Nevertheless, according to Aghajanyan, successful educational programs share one common feature: they focus on foundational knowledge and complement it with high-quality lectures.
– You mentioned computational resources in universities. How can YSU's supercomputer change academic science and technological innovation? What role can it play in Armenia's AI ecosystem?
– I actually co-wrote the proposal for that supercomputer together with Hrant Khachatryan, Head of the YSU Machine Learning Laboratory and Director of the YerevaNN Scientific Educational Foundation, about three years ago. Its implementation was therefore also important for us. I think the biggest value of this initiative is that it creates a baseline computational infrastructure. This allows students not only to learn theory but also to work with models in practice, train them, and develop real technological intuition.
At the same time, the system has enough capacity to support team-based and research projects that produce measurable, applied results.

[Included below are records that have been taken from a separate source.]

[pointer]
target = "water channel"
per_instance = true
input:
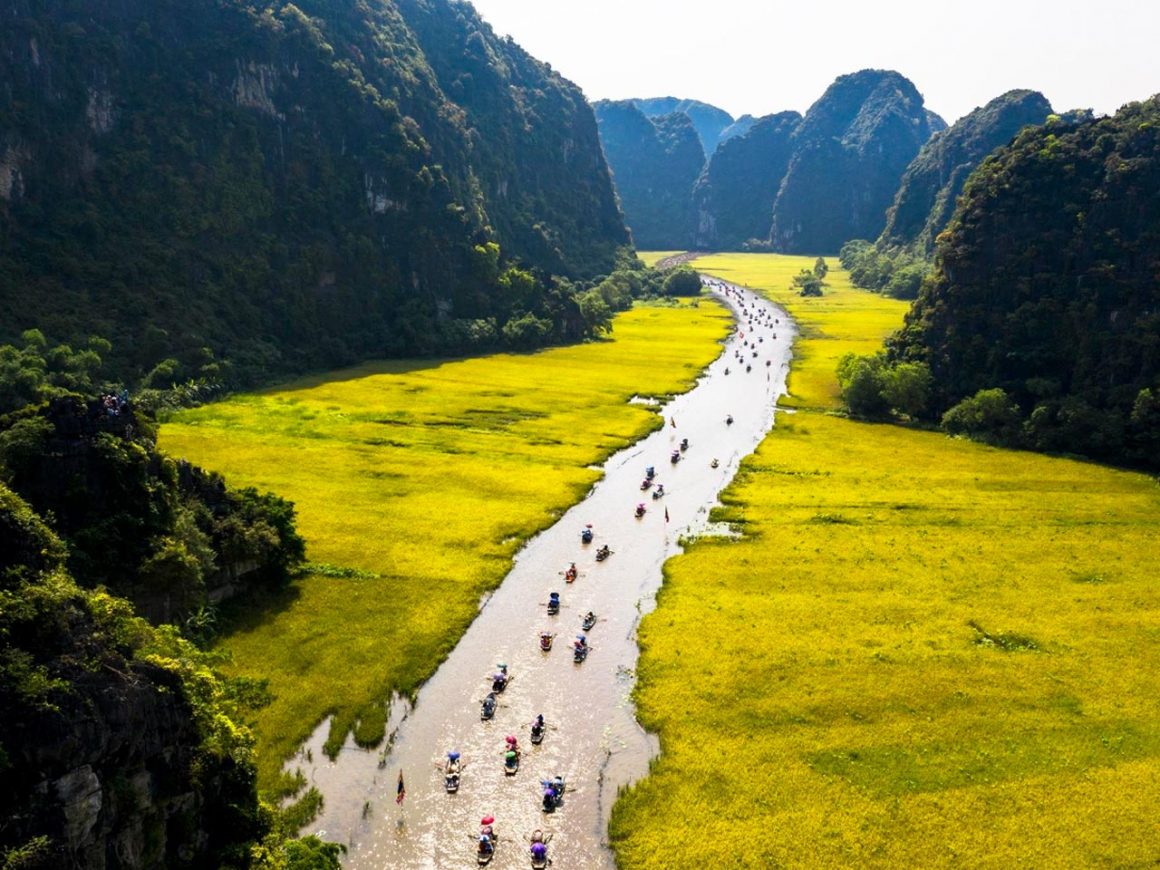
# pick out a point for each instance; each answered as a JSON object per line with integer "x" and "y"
{"x": 593, "y": 739}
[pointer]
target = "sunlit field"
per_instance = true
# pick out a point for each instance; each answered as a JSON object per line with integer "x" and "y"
{"x": 923, "y": 652}
{"x": 651, "y": 258}
{"x": 425, "y": 477}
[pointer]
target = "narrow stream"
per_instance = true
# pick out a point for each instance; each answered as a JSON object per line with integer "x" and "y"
{"x": 593, "y": 739}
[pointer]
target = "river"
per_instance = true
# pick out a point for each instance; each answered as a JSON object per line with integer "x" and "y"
{"x": 593, "y": 739}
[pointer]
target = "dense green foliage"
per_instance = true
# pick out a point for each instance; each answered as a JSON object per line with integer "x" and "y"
{"x": 67, "y": 657}
{"x": 874, "y": 389}
{"x": 713, "y": 125}
{"x": 654, "y": 164}
{"x": 682, "y": 281}
{"x": 290, "y": 186}
{"x": 849, "y": 153}
{"x": 734, "y": 195}
{"x": 1048, "y": 289}
{"x": 897, "y": 273}
{"x": 162, "y": 534}
{"x": 933, "y": 181}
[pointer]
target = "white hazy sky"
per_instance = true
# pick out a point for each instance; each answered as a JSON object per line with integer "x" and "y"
{"x": 748, "y": 56}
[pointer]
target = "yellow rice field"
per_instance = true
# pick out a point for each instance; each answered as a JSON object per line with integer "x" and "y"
{"x": 925, "y": 652}
{"x": 425, "y": 476}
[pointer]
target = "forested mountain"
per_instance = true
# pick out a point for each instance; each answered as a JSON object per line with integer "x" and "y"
{"x": 935, "y": 178}
{"x": 738, "y": 128}
{"x": 709, "y": 121}
{"x": 654, "y": 164}
{"x": 849, "y": 154}
{"x": 1046, "y": 292}
{"x": 734, "y": 195}
{"x": 120, "y": 746}
{"x": 289, "y": 186}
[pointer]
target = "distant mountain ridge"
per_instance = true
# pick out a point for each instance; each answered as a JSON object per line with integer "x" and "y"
{"x": 831, "y": 181}
{"x": 709, "y": 121}
{"x": 654, "y": 162}
{"x": 734, "y": 195}
{"x": 849, "y": 154}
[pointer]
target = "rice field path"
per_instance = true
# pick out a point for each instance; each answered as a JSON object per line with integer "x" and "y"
{"x": 593, "y": 740}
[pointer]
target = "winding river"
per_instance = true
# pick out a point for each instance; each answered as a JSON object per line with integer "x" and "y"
{"x": 593, "y": 739}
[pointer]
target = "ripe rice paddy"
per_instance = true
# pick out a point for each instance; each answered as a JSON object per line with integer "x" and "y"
{"x": 923, "y": 652}
{"x": 415, "y": 481}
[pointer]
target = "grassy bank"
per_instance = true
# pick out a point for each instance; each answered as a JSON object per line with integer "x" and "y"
{"x": 925, "y": 652}
{"x": 425, "y": 478}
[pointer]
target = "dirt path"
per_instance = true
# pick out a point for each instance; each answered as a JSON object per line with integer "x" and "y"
{"x": 672, "y": 262}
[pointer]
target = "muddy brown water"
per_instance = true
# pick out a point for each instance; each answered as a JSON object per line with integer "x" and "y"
{"x": 593, "y": 740}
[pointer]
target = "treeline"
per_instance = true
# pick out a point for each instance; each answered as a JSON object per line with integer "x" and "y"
{"x": 898, "y": 273}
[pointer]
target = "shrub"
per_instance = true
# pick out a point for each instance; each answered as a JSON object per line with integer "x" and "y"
{"x": 987, "y": 415}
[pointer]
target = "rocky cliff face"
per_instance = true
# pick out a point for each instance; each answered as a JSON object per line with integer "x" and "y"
{"x": 107, "y": 759}
{"x": 288, "y": 185}
{"x": 935, "y": 178}
{"x": 654, "y": 164}
{"x": 165, "y": 535}
{"x": 734, "y": 195}
{"x": 849, "y": 154}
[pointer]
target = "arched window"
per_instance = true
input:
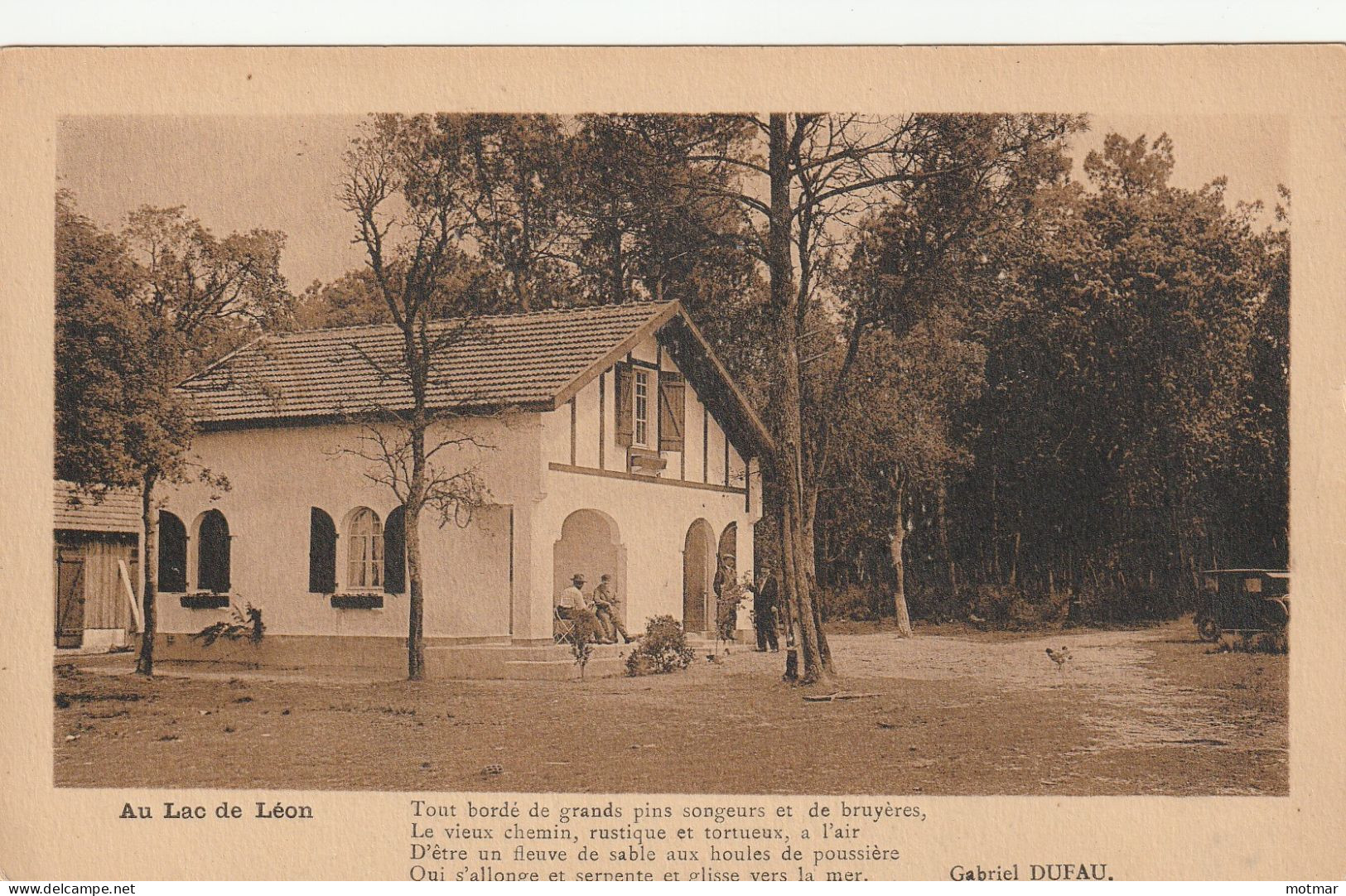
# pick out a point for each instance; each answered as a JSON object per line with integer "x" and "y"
{"x": 364, "y": 549}
{"x": 213, "y": 553}
{"x": 172, "y": 553}
{"x": 394, "y": 552}
{"x": 322, "y": 552}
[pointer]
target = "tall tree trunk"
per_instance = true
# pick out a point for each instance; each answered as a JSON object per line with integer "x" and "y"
{"x": 411, "y": 523}
{"x": 812, "y": 643}
{"x": 900, "y": 533}
{"x": 150, "y": 562}
{"x": 943, "y": 540}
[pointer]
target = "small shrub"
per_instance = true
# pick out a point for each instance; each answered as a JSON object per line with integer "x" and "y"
{"x": 663, "y": 648}
{"x": 581, "y": 648}
{"x": 247, "y": 624}
{"x": 1255, "y": 642}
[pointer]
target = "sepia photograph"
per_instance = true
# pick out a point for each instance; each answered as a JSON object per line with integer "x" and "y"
{"x": 610, "y": 452}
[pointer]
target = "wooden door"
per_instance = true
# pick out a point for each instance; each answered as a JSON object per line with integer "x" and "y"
{"x": 69, "y": 596}
{"x": 697, "y": 566}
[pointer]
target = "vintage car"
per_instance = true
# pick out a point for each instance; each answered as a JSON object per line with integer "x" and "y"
{"x": 1242, "y": 600}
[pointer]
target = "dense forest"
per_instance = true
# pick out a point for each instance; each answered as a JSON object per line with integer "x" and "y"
{"x": 1003, "y": 385}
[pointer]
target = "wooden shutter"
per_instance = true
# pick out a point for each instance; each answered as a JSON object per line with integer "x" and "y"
{"x": 394, "y": 552}
{"x": 322, "y": 553}
{"x": 672, "y": 412}
{"x": 622, "y": 393}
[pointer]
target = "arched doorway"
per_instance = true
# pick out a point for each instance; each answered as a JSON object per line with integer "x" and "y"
{"x": 590, "y": 545}
{"x": 730, "y": 542}
{"x": 697, "y": 576}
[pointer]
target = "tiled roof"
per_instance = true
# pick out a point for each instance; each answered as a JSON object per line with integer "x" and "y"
{"x": 118, "y": 512}
{"x": 508, "y": 359}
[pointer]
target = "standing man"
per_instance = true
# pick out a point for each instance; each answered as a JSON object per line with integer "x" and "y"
{"x": 764, "y": 609}
{"x": 605, "y": 607}
{"x": 726, "y": 598}
{"x": 577, "y": 611}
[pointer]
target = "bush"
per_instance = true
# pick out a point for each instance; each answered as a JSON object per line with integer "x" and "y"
{"x": 663, "y": 648}
{"x": 850, "y": 602}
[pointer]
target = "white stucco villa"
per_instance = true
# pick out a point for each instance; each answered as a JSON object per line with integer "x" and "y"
{"x": 617, "y": 444}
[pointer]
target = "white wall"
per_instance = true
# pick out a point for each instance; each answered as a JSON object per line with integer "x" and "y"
{"x": 277, "y": 474}
{"x": 652, "y": 523}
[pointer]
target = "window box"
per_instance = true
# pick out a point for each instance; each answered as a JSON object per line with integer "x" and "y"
{"x": 646, "y": 463}
{"x": 205, "y": 600}
{"x": 359, "y": 602}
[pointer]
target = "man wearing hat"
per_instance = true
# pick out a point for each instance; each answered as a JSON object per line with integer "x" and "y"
{"x": 579, "y": 613}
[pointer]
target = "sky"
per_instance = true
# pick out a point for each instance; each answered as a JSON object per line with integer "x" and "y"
{"x": 280, "y": 172}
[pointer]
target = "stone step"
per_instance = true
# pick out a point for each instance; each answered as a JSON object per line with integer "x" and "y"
{"x": 564, "y": 670}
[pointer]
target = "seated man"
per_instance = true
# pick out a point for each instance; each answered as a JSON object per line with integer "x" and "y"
{"x": 605, "y": 607}
{"x": 575, "y": 609}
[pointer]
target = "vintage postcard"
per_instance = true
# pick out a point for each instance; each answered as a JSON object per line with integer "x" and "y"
{"x": 673, "y": 463}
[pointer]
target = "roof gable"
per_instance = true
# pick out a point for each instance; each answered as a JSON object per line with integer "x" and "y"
{"x": 501, "y": 361}
{"x": 533, "y": 359}
{"x": 97, "y": 508}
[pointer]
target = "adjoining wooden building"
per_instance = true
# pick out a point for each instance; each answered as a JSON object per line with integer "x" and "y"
{"x": 97, "y": 568}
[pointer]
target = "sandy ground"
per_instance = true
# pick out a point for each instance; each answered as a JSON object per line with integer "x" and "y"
{"x": 1134, "y": 712}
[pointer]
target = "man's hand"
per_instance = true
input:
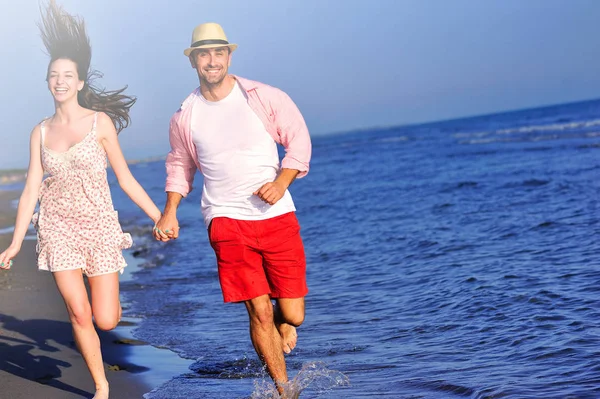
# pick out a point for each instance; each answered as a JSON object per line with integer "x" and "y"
{"x": 271, "y": 192}
{"x": 167, "y": 228}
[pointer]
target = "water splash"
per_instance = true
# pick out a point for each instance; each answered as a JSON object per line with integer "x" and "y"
{"x": 314, "y": 375}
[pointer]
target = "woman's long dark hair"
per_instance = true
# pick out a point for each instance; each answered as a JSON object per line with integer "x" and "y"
{"x": 65, "y": 37}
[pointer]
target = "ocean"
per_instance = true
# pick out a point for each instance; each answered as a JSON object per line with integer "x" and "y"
{"x": 457, "y": 259}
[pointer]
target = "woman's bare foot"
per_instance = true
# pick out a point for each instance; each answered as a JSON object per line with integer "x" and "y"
{"x": 289, "y": 337}
{"x": 101, "y": 392}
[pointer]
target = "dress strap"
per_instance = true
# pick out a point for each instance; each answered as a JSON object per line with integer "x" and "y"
{"x": 42, "y": 132}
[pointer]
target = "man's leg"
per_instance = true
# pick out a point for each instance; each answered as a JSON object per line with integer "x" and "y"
{"x": 266, "y": 338}
{"x": 289, "y": 314}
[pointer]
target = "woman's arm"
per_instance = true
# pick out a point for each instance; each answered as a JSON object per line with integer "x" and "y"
{"x": 28, "y": 200}
{"x": 107, "y": 135}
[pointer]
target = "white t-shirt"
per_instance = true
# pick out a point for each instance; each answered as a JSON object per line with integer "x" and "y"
{"x": 237, "y": 156}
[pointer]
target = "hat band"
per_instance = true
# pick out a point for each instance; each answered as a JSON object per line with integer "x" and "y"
{"x": 211, "y": 41}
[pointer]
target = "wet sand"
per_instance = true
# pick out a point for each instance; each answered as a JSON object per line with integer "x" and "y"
{"x": 38, "y": 358}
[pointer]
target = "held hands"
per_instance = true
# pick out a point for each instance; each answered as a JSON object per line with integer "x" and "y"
{"x": 167, "y": 228}
{"x": 271, "y": 192}
{"x": 7, "y": 256}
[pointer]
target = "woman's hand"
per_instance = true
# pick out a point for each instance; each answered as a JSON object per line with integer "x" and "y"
{"x": 7, "y": 256}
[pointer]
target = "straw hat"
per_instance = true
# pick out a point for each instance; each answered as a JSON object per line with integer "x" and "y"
{"x": 209, "y": 35}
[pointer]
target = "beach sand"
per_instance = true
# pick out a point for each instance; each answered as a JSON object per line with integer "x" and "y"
{"x": 38, "y": 358}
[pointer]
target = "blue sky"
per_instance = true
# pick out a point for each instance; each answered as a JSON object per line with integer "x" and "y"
{"x": 348, "y": 64}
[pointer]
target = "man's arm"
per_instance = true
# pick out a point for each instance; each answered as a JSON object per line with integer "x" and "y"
{"x": 273, "y": 192}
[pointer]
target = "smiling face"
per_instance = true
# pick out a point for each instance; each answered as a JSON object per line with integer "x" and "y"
{"x": 211, "y": 64}
{"x": 63, "y": 80}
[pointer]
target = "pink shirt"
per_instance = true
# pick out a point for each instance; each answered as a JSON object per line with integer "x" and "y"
{"x": 275, "y": 109}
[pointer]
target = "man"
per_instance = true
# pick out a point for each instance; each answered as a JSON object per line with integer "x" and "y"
{"x": 228, "y": 128}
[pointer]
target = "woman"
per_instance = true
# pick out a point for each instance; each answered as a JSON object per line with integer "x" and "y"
{"x": 78, "y": 229}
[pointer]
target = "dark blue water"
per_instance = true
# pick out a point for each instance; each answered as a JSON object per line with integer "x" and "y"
{"x": 450, "y": 260}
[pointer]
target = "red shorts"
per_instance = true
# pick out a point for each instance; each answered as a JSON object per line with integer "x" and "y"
{"x": 258, "y": 257}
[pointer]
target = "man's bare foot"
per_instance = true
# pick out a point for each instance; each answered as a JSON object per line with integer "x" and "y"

In that sense, it was an important and correct step by both the government and the university.
To be honest, the process took a long time and could have been implemented faster. But the most important thing is that the foundation is now in place.
According to the industry expert, this is not an endpoint, but a starting point. If investments in computational resources continue, it will be possible to significantly expand these capabilities and build much larger-scale infrastructure in the future.
At AI Conf 2026, Aghajanyan also presented the activities and vision of Perceptron. The company was founded around 14 months ago with a clear goal: to build a foundational technology platform focused on hardware systems and interaction with the physical world.
The core idea is that wherever technology directly interacts with real environments—such as robotics, manufacturing, automation, or complex analytical systems—models should be specifically designed for those domains.
Perceptron's scope ranges from relatively simple robotics tasks, such as making coffee or sorting books, to more complex systems requiring advanced perception and decision-making capabilities, including systems that analyze large-scale visual data and identify key objects in complex environments.
The company's broader vision is not only to develop innovative solutions, but also to establish a foundational framework that can guide the development of artificial intelligence in the South Caucasus in the coming years.
In his presentation on "The Armenian AI Doctrine," Aghajanyan addressed Armenia's positioning in the global AI landscape, along with its main limitations and opportunities. He emphasized the importance of building internal capacity as a long-term strategy.
He noted that for small countries, including Armenia, the primary strategy cannot be based on training large-scale models independently. Instead, he said, a more realistic direction lies in developing applied services, systems, and the integration of AI across both public and private sectors.
He also discussed the future of open-source models, noting that while they were once seen as a strong alternative, recent developments show leading closed models continuing to advance rapidly—particularly in benchmarks assessing complex autonomous agent performance.
From a geopolitical perspective, he said AI has become a strategic resource whose accessibility is shaped by various global power centers. In this context, countries should not aim for full technological sovereignty but instead build flexible systems that integrate local infrastructure with global AI services.
He highlighted the efficient use of GPUs and computational resources, as well as the development of AI workflows based on them. For countries like Armenia, he stressed the importance of building systems that enable AI applications in public administration, healthcare, legal, and technical sectors.
In closing, Aghajanyan pointed to physical AI—systems in which artificial intelligence directly interacts with the physical environment, ranging from security systems to robotics—as a potential strategic direction for the future.